Law pumps brakes on cellphone use

In order to decrease the number of driving accidents, legislation on mobile cellular usage has been proposed in various states.

Law enforcement officers in 22 states and Washington, D.C. have collected information at crash scenes regarding the role of mobile phones.

Approximately 243,294 accidents occurred last year because of distractions. Of these, 366 were due to cell phones, according to the Drivers Distraction Report from the State of Florida Department of Highway Safety and Motor Vehicles.

Florida is one of many states that have laws that restrict the use of mobile phones while driving.

New York, New Jersey and Washington D.C. prohibit drivers from using hand-held mobile phones unless the usage of a hands-free device is used.

Statue FLS 316.304 states that in Florida cellular phone use is permitted as long as it provides sound through one ear and allows surrounding sound to be heard with the other ear.

Although Florida does not prohibit the use of cell phones, students are worried that one day this law will be enacted.

Nancy Metayer, 20, a second year environmental science student from Fort Lauderdale said she feels that driving while on the phone is dangerous. But she still does not want Florida to enact a law to prohibit it.

“I see it from both perspectives [as in] how it does become dangerous,” Metayer said. “If you’re responsible enough to drive and talk you should be liable for any accident you may cause.”

Statistics from FDHSMV show that drivers in the age groups of 18-25 account for the largest percentage of driver distracted crashes.

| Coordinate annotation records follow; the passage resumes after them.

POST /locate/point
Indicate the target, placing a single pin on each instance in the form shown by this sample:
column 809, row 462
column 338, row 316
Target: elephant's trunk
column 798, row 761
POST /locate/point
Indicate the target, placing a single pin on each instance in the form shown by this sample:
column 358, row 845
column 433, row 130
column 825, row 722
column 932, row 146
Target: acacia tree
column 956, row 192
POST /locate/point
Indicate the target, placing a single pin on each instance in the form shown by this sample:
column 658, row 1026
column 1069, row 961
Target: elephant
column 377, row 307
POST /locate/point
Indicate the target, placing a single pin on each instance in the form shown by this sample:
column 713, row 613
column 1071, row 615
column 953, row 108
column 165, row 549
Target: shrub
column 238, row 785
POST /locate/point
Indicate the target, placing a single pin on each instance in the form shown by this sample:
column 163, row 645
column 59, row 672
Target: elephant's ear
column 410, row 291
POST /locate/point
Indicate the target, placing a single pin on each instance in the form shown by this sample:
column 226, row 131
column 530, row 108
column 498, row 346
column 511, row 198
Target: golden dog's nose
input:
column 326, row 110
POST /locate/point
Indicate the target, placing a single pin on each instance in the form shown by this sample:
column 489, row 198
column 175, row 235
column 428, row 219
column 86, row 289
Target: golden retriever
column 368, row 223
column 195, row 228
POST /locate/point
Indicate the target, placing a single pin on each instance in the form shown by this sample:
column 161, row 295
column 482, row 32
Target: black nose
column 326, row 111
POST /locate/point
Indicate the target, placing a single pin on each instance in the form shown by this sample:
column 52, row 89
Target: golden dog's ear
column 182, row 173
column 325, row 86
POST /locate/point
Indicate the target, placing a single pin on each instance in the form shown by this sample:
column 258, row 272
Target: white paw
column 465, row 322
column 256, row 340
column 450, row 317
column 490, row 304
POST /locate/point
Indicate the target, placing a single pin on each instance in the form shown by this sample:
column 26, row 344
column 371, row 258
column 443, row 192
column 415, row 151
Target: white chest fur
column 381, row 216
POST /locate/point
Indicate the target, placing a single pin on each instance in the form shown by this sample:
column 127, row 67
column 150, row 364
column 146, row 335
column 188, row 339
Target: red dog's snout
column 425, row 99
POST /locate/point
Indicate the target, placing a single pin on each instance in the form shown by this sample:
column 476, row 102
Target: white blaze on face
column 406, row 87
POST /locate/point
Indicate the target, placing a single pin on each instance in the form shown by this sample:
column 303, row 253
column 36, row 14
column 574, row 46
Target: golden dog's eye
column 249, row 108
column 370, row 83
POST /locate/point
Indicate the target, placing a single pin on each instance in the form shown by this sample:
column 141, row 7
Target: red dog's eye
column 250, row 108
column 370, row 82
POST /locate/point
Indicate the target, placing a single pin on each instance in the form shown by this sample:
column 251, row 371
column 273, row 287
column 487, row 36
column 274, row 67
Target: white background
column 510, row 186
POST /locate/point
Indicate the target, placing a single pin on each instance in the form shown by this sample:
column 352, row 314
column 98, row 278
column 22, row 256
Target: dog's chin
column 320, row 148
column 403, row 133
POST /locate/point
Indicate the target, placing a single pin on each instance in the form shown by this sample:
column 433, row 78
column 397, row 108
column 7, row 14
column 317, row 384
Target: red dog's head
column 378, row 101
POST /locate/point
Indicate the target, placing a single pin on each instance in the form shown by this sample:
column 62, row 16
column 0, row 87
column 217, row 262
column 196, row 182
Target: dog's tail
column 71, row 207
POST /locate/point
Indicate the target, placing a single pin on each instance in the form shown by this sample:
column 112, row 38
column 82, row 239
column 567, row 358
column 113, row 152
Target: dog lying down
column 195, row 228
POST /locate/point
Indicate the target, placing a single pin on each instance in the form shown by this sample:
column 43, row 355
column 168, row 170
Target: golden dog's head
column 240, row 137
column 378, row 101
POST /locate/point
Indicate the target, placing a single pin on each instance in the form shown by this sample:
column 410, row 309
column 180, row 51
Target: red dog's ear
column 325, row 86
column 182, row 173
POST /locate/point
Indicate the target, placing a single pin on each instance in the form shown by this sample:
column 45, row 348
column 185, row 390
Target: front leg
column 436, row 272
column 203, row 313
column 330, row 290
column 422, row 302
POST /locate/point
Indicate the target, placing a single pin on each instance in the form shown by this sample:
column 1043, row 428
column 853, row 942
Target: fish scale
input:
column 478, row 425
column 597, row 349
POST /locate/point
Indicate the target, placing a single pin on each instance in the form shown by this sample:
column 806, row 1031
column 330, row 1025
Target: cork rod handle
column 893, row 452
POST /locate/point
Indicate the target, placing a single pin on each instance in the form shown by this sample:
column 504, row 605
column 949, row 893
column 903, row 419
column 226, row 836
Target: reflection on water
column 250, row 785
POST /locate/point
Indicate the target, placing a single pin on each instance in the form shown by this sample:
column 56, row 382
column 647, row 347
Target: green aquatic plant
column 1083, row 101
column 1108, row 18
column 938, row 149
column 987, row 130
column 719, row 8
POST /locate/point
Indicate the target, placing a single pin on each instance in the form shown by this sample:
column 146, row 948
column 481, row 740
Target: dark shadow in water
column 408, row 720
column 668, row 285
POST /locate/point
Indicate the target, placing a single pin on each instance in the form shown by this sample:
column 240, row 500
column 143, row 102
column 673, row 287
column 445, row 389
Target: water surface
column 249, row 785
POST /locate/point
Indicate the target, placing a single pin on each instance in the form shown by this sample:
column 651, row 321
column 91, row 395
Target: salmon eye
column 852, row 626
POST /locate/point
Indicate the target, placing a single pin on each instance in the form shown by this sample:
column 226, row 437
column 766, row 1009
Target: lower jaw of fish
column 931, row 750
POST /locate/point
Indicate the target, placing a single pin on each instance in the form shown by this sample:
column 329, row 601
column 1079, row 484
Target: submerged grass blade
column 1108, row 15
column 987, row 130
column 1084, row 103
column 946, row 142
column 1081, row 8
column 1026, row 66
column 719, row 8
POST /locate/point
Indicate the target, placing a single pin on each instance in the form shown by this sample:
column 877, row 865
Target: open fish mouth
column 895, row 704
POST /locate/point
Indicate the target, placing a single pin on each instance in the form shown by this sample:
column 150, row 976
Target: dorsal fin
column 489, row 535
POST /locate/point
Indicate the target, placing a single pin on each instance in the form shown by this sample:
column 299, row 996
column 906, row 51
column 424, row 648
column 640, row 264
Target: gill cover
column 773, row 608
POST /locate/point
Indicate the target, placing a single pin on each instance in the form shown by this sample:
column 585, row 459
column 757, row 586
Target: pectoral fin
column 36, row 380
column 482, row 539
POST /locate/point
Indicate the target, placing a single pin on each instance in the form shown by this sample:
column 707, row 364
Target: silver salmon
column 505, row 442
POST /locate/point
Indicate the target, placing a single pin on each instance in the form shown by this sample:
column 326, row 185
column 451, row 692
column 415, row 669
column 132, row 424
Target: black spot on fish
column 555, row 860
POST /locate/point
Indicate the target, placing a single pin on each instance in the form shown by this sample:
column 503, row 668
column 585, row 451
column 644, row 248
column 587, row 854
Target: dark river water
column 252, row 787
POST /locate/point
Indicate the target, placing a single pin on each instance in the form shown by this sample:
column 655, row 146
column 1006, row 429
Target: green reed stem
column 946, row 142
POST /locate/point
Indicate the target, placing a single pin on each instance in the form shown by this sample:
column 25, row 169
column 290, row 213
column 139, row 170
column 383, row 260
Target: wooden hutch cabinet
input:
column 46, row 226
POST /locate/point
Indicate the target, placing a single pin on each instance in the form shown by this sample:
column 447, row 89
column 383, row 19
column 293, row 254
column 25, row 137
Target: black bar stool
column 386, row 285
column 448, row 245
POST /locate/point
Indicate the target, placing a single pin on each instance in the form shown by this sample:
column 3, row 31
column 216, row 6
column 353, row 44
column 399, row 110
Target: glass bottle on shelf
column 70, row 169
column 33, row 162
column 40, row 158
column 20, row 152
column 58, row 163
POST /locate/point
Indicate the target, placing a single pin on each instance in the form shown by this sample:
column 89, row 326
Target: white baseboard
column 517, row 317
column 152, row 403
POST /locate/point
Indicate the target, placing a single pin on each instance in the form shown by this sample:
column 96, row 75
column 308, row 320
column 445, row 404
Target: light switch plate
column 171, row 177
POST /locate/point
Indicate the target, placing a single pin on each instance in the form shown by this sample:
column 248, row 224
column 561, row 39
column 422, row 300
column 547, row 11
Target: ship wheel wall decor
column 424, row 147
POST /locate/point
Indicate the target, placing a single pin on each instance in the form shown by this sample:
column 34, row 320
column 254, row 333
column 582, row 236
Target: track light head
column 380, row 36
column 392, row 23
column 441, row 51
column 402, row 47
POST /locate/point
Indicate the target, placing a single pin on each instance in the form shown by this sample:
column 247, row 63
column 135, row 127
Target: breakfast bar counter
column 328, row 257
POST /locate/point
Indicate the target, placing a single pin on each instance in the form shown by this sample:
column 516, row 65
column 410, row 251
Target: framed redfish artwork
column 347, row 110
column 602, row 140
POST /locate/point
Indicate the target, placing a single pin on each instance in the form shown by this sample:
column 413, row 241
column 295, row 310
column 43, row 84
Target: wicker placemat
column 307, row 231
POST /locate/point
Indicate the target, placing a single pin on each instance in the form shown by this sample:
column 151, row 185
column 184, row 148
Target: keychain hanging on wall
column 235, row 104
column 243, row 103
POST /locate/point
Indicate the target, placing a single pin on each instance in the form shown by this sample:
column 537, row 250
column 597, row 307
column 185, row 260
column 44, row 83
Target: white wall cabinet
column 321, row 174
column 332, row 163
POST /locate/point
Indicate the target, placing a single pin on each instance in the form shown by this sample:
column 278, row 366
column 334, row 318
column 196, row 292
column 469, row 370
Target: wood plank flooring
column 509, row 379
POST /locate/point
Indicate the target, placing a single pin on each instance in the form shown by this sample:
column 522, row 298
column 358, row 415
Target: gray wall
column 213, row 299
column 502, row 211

Approximately 66 percent of all crashes resulting from driver distraction occurred during daylight hours and 34 percent occurred during non-daylight hours.

States such as California, Connecticut, Illinois, Maine, Maryland, Nebraska and North Carolina prohibit the use of hand-held wireless devices by drivers under the age of 21.

Past studies show that lack of experience makes younger drivers less proficient with handling additional distractions while driving.

Even though some students don’t agree with the law, they think it should be implemented in order to decrease the number of accidents.

Eliana Green, 25, a fifth year cardiopulmonary student from Colombia, S.C. said she doesn’t like the idea of prohibiting cell phone use while driving, but she does agree.

“I feel it is right. A lot of accidents happen when people talk on the phone because people are not aware of what’s going on outside,” Green said.

The use of cell phones has increased over the last 20 years. It has been estimated that nearly 73 percent of drivers use their cell phone while driving, according to estimates from the Florida National Highway Traffic Safety Administration. Talking on the phone while driving increases your chance of an accident up to four times.